Whatever fighting spirit remains in Anderson and Martin Barre is only fleetingly glimpsed before retreating to supper club-style stupor. Given Tull's acoustic capabilities it seems odd that they should head so resolutely into blandland. In his sleeve notes, Anderson admits this show is not their best nor yet their worst, inadvertently confirming what it is: MOR hell.

No extra features but in this case that’s probably a blessing in disguise.

Thursday, August 23, 2007

Street Life LXXX

Fish Out Of Water Chris Squire

The Catch Of The Day...

Fish Out Of Water
Chris Squire
Castle Music

Recorded at a time when entire continents were cheering every move Yes made, money was no object. In what appeared to be an act of immense hubris, everyone in the band began releasing solo albums, though none would be as distinguished or as articulate as this.

After selling half a million copies worldwide back in 1975, this remastered and enhanced version comes with a bonus DVD including a sofa-side interview and the novelty of Squire providing a blow-by-blow commentary on every song direct to camera.

Initially looking self-conscious, he soon starts nodding along, counting the beats, anticipating the cues, becoming lost in the music and not without good reason.

Squire’s snaking basslines were an essential part of Yes’ DNA. Often acerbic yet also capable of immense subtlety, his intricate style transformed many a song from the mundane to the magical. That sound is naturally well to the fore but this is such a generous mix with meticulous attention given to the often stirring contributions of guest musicians Bill Bruford, Patrick Moraz, Caravan’s Jimmy Hastings, and Mel Collins, whose work on ”Silently Falling” and ”Lucky Seven” is dazzling.

Squire rightly pays tribute to the late Andrew Pryce Jackman, keyboard player in Squire’s pre-Yes band, The Syn, responsible for playing keyboards and the album’s orchestral arrangements adorning the monumental “Hold Out Your Hand” and the epic “Safe (Canon Song).”

As reissue projects go, this is everything you wish for: decently packaged and priced with tons of extra features though the real juice is just where it always was, with the music itself.

Wednesday, August 22, 2007

Family Gatherings

The Quinn’s having only just moved out of our house were back in force last night for a slap-up meal to celebrate their move from Milton Keynes to Whitley Bay: lots of food, lots of wine, lots of laughs and lots of singing.
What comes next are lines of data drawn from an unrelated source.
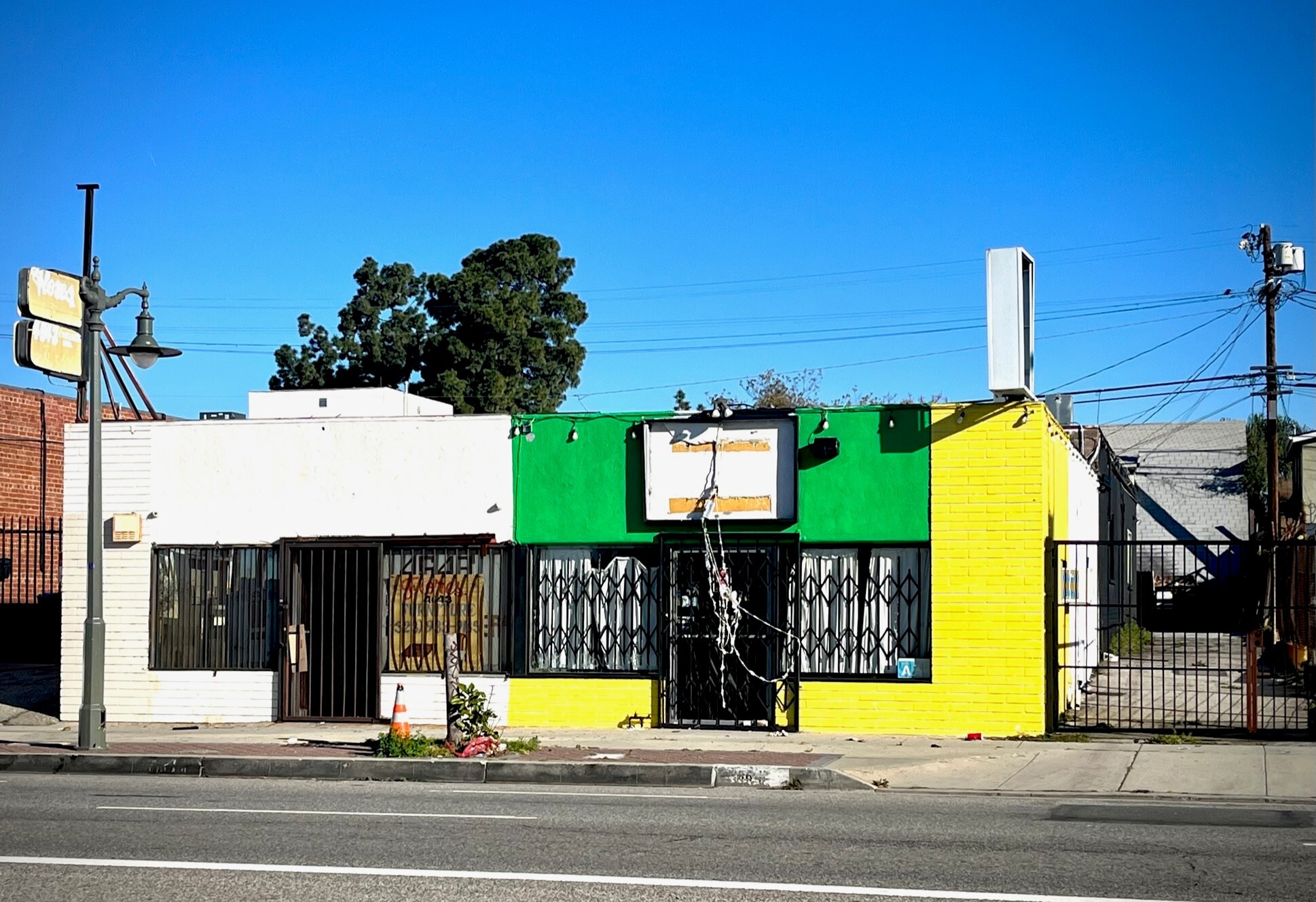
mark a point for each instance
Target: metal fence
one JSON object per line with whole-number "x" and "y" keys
{"x": 436, "y": 589}
{"x": 594, "y": 610}
{"x": 213, "y": 607}
{"x": 1185, "y": 638}
{"x": 31, "y": 564}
This morning I chilled out with Tom and Joe, going to the cinema to see (at their request), The Bourne Ultimatum. I’ve never been a big fan of action movies but the Bourne series have proved the exception to the rule. Why this should be isn’t easily understood.
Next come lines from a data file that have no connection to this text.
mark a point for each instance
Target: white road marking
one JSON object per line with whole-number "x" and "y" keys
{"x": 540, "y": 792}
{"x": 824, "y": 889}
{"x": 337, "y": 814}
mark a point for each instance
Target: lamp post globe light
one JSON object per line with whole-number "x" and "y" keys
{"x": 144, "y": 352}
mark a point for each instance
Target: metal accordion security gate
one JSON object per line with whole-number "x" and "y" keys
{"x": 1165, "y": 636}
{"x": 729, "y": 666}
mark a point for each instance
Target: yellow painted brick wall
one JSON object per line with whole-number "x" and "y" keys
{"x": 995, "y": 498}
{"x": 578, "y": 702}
After all, each movie in the franchise is essentially the same plot: amnesiac CIA killer searching for his lost identity goes after the corrupt bosses working inside the company who will stop at nothing to have Bourne eliminated. The result is lots of chases, fight scenes, explosions and casualties galore.

Yet somehow this obvious and well-worn mix provides an exhilarating ride of a film. Not a dull minute in it.